Figure 5.4 Hard and soft tissue healing of a single tooth extraction. (a) Clinical photograph of UR4 prior to atraumatic extraction and (b) four months following extraction. (c) Radiographic image of UR4 prior to extraction, and (d) four months following extraction.

The alteration of soft tissue dimension following tooth extraction happens more rapidly than that of the hard tissue, with more than 50% of the changes observed in the first two weeks following extraction [11]. In the pre‐extraction condition, no significant correlation has been observed between soft tissue thickness and the buccal bony wall thickness under the tissue [12]. Soft tissue thickness generally tends to increase, sometimes quite substantially, following tooth extraction in subjects with the more common thin buccal bony wall phenotypes [11, 13]. This thickening of the soft tissues may mask an underlying deficient bony ridge. Conversely, subjects exhibiting thicker bony wall phenotypes do not exhibit changes in the facial soft tissue thickness from the pre‐extraction condition [11].
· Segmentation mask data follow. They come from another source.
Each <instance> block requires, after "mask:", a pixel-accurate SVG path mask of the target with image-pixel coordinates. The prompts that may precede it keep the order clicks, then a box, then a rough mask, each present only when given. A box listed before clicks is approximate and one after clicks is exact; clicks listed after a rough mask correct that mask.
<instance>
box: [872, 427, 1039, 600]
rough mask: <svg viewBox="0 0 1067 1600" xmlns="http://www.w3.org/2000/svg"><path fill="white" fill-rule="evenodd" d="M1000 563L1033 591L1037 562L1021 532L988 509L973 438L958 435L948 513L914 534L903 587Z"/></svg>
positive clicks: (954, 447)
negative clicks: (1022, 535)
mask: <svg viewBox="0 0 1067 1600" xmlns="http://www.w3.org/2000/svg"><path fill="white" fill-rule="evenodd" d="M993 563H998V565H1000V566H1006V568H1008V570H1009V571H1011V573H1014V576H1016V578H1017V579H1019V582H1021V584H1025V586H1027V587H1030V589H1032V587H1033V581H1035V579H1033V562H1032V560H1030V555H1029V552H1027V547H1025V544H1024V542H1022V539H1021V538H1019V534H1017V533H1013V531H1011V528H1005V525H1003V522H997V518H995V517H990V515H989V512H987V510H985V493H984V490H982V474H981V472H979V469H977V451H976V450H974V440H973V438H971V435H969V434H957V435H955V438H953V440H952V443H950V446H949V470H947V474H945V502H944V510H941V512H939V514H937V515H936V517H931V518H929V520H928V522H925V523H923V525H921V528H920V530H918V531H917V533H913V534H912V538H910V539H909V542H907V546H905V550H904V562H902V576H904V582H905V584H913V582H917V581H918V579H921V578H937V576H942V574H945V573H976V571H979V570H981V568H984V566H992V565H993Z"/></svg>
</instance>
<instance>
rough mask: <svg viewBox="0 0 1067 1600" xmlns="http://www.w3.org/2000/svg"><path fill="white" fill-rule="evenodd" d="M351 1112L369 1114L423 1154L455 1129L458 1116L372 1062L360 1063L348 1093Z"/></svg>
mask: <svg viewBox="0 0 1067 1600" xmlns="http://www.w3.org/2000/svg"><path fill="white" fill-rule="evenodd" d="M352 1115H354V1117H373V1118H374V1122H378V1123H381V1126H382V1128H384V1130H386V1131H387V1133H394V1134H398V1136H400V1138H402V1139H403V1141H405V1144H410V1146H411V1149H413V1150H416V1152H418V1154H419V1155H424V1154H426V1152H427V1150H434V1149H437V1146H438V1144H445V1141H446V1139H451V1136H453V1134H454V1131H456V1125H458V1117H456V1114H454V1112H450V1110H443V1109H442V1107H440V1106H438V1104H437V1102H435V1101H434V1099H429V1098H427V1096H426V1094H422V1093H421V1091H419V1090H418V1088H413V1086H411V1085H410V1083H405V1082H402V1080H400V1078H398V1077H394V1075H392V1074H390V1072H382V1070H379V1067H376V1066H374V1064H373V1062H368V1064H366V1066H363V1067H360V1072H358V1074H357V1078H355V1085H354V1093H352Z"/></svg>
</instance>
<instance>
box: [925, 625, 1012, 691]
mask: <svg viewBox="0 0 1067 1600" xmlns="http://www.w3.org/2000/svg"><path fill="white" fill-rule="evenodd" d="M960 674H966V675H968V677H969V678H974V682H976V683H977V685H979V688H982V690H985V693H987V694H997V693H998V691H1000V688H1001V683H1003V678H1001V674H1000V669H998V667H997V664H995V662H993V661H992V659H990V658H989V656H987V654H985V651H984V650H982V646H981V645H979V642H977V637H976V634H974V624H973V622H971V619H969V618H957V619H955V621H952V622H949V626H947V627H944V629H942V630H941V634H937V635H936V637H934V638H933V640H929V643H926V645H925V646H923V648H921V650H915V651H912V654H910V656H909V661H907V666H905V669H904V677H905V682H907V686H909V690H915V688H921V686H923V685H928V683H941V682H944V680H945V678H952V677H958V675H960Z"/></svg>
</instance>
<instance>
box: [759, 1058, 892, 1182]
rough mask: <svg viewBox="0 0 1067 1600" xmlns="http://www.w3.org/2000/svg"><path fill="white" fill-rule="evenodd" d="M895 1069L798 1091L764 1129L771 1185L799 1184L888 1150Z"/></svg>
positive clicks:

Changes in hard and soft tissues following extraction of a tooth may be further exacerbated by systemic factors such as smoking [14]. Local site‐specific factors include the pre‐existing condition of the tooth and surrounding tissue, the number and proximity of teeth being extracted, the number and proximity of teeth remaining, the condition of the extraction socket after tooth removal, the influence of hard and soft tissue biotype, and the use of an interim prosthesis [15].